Admittedly, the Catholic Church has not always been the world's largest catalyst for change. The Pope has not traditionally used his position to advocate for greater equality — after all, he is the leader of a particular religious group with its own priorities. But on Wednesday, the man who has been called the "Cool Pope," Pope Francis called the wage gap a "pure scandal." He got so impassioned about the issue that he even went off-script, raising his voice in his weekly catechism address to emphasize how important it is that women get equal pay.
The Cool Pope has taken surprising stances before, but Wednesday's statement resonated with people across the world, as it was an appeal not to nationalistic sentiment but to a worldwide struggle for equality. We all know the statistics about wage inequality in the United States — the 77 cents to a man's dollar that a white woman makes — but in our rallying for fairness, we often forget that unfair pay is a women's issue worldwide. That's why in front of an audience of thousands at St. Peter's Square, the Pope made an appeal for "equal pay for equal work" for the whole world to hear.
Why is it taken for granted that women must earn less than men? No! They have the same rights. The discrepancy is a pure scandal.
Women in the European Union are paid 16.4 percent less than men performing the same jobs, according to statistics agency Eurostat.
Francis also cited the decreased rate of marriages in recent years, which some Catholics view as a shunning of women's traditional roles in the domestic sphere. He decried the idea that this trend was caused by women's rights movements.
Many consider that the change occurring in these last decades may have been set in motion by women's emancipation.
In response, Francis said:
This is an insult. This is not true. It is a form of machismo.

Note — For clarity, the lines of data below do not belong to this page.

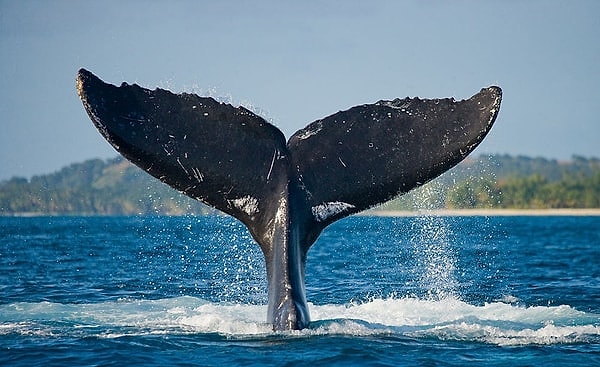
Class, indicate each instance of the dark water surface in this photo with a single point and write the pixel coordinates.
(496, 291)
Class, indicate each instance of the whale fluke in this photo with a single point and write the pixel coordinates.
(287, 193)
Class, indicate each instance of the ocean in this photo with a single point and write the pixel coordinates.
(382, 291)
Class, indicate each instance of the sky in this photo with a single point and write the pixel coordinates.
(295, 62)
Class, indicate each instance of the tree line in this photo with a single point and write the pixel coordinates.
(116, 187)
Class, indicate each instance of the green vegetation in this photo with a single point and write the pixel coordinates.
(116, 187)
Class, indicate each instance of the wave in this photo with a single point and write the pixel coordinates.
(497, 323)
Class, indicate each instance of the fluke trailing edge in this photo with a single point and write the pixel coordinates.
(287, 193)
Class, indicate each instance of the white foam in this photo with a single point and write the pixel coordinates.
(449, 319)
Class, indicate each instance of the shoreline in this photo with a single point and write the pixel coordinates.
(377, 213)
(487, 213)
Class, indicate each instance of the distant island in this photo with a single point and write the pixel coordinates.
(116, 187)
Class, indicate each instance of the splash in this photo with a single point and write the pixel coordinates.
(431, 244)
(449, 319)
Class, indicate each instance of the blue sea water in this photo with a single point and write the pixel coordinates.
(397, 291)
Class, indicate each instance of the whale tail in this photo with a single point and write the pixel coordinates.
(287, 193)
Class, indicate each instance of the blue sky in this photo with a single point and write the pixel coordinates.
(296, 62)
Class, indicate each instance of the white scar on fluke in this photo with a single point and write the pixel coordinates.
(324, 211)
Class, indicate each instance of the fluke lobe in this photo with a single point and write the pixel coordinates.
(287, 193)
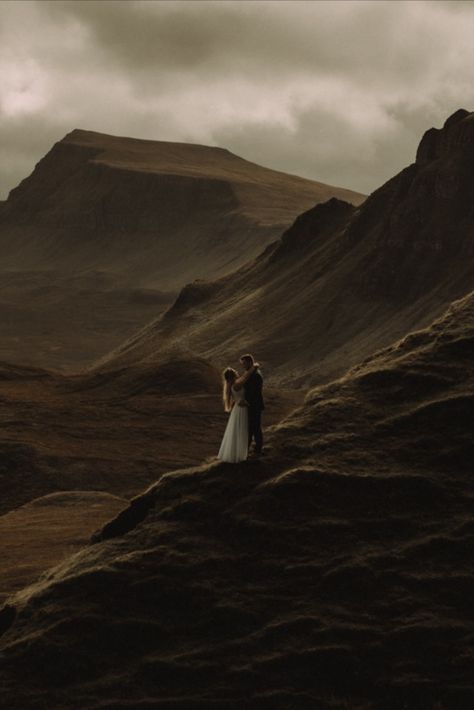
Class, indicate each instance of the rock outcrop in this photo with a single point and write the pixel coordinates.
(335, 572)
(342, 281)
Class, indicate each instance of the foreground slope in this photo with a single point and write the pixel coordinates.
(334, 573)
(99, 238)
(342, 281)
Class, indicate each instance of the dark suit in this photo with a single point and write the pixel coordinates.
(253, 395)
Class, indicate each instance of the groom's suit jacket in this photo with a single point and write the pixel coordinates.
(253, 391)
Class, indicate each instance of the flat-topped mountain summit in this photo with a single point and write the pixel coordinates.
(336, 571)
(157, 212)
(106, 230)
(342, 281)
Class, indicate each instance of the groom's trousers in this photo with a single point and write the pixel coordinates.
(255, 428)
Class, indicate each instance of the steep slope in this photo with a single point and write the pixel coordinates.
(342, 281)
(158, 212)
(101, 236)
(335, 573)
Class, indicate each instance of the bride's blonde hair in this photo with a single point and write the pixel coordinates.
(229, 376)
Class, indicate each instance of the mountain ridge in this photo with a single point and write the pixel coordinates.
(353, 278)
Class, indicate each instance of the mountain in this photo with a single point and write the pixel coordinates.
(155, 211)
(98, 240)
(335, 572)
(342, 281)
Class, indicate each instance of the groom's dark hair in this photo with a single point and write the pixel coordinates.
(247, 357)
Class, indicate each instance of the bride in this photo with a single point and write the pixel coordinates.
(235, 442)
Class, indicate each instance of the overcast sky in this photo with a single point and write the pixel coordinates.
(336, 91)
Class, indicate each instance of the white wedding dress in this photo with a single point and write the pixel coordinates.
(234, 447)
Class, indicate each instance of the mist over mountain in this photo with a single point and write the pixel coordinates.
(342, 281)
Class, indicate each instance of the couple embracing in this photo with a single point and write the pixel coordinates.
(242, 395)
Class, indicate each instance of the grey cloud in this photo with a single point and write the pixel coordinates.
(339, 92)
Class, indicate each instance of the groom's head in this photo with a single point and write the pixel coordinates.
(247, 361)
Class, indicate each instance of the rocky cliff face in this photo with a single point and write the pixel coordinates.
(335, 572)
(160, 213)
(343, 280)
(106, 230)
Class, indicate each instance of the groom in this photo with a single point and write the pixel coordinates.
(253, 395)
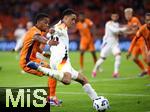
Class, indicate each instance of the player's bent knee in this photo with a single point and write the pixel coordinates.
(104, 58)
(82, 79)
(66, 82)
(66, 79)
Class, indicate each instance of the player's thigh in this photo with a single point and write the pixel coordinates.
(91, 46)
(116, 49)
(105, 50)
(136, 52)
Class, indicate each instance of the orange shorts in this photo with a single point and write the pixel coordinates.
(87, 46)
(32, 71)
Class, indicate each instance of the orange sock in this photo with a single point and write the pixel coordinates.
(52, 87)
(140, 64)
(81, 61)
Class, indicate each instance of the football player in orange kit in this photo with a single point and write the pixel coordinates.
(143, 32)
(134, 24)
(31, 46)
(85, 27)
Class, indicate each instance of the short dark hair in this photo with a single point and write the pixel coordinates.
(68, 12)
(147, 14)
(40, 16)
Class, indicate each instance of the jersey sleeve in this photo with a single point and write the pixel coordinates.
(78, 26)
(89, 22)
(136, 22)
(115, 29)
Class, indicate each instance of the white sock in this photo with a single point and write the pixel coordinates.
(53, 73)
(98, 64)
(90, 91)
(117, 63)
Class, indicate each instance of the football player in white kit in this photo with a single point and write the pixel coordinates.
(61, 68)
(111, 44)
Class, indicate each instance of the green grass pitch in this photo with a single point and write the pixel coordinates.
(128, 93)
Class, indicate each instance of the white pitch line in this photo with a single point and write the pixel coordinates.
(111, 94)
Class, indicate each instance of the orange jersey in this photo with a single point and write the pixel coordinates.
(84, 29)
(134, 22)
(30, 47)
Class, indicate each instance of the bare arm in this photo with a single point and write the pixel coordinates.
(39, 38)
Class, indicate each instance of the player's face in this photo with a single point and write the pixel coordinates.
(70, 20)
(81, 17)
(128, 15)
(147, 21)
(44, 24)
(115, 17)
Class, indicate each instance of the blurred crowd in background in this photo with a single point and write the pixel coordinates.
(14, 12)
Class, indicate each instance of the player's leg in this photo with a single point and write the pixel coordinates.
(83, 48)
(117, 53)
(135, 54)
(19, 44)
(86, 86)
(104, 53)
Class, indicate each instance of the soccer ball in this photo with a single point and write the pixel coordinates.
(101, 104)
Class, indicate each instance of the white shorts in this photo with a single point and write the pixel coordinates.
(109, 48)
(66, 67)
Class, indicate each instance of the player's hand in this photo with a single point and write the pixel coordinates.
(128, 55)
(52, 42)
(51, 30)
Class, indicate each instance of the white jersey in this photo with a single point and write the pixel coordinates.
(19, 34)
(112, 30)
(60, 52)
(59, 59)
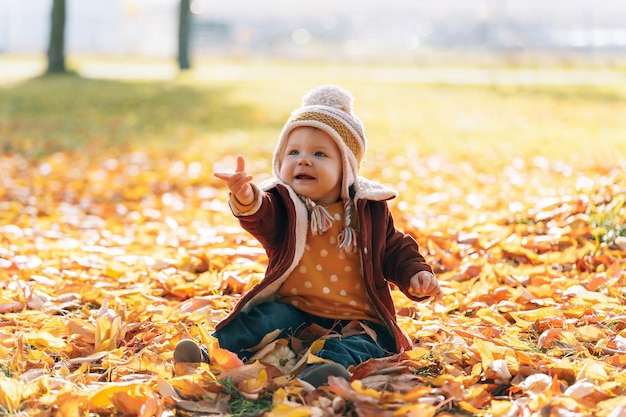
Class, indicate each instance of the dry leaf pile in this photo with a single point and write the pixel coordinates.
(106, 263)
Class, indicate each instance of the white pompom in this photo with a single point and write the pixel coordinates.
(331, 96)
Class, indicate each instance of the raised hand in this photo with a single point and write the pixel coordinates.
(424, 284)
(239, 182)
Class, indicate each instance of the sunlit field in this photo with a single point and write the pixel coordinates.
(116, 241)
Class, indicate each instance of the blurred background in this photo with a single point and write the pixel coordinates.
(563, 32)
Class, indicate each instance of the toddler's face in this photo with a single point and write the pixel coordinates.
(311, 165)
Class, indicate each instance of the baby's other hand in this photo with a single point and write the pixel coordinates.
(239, 182)
(424, 284)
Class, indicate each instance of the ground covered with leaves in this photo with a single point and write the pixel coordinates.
(107, 261)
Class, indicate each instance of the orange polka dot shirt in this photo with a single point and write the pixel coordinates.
(326, 282)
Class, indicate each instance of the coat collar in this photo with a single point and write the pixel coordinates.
(365, 189)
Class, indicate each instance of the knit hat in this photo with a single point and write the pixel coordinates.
(329, 108)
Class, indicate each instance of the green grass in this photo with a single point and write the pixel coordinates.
(211, 116)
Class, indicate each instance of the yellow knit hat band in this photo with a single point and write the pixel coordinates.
(349, 131)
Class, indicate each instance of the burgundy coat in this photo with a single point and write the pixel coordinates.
(279, 220)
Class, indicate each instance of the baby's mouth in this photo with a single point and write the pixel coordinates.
(304, 177)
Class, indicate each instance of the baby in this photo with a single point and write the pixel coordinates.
(331, 243)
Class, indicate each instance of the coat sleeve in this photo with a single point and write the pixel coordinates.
(266, 221)
(402, 258)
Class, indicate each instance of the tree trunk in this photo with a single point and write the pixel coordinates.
(184, 27)
(56, 45)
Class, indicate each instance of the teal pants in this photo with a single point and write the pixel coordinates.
(248, 329)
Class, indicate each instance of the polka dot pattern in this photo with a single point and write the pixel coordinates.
(326, 282)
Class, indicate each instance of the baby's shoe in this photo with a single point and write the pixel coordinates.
(317, 374)
(188, 351)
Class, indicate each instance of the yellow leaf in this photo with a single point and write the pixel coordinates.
(416, 410)
(418, 353)
(10, 394)
(44, 340)
(115, 269)
(284, 410)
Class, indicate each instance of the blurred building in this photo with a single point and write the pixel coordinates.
(324, 29)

He even added that blaming women for remaining unmarried is "is a form of chauvinism that always wants to control the woman." And Francis warned men not to be sexist. Perhaps the most compelling thing he said at his weekly address was this line:
Let’s not make the bad mistake that Adam did.
Is the Pope saying that the Biblical father of all men, the man that God supposedly created in his own image, made a "bad mistake"? Why, yes, he is. In the Bible, Adam blamed Eve for making him eat the forbidden fruit, an action that the Pope is now verbally decrying. To claim that the most famous proverbial character in the Christian holy text made a large mistake when he made a sexist argument is, in and of itself, revolutionary. Let's have a toast to Pope Francis.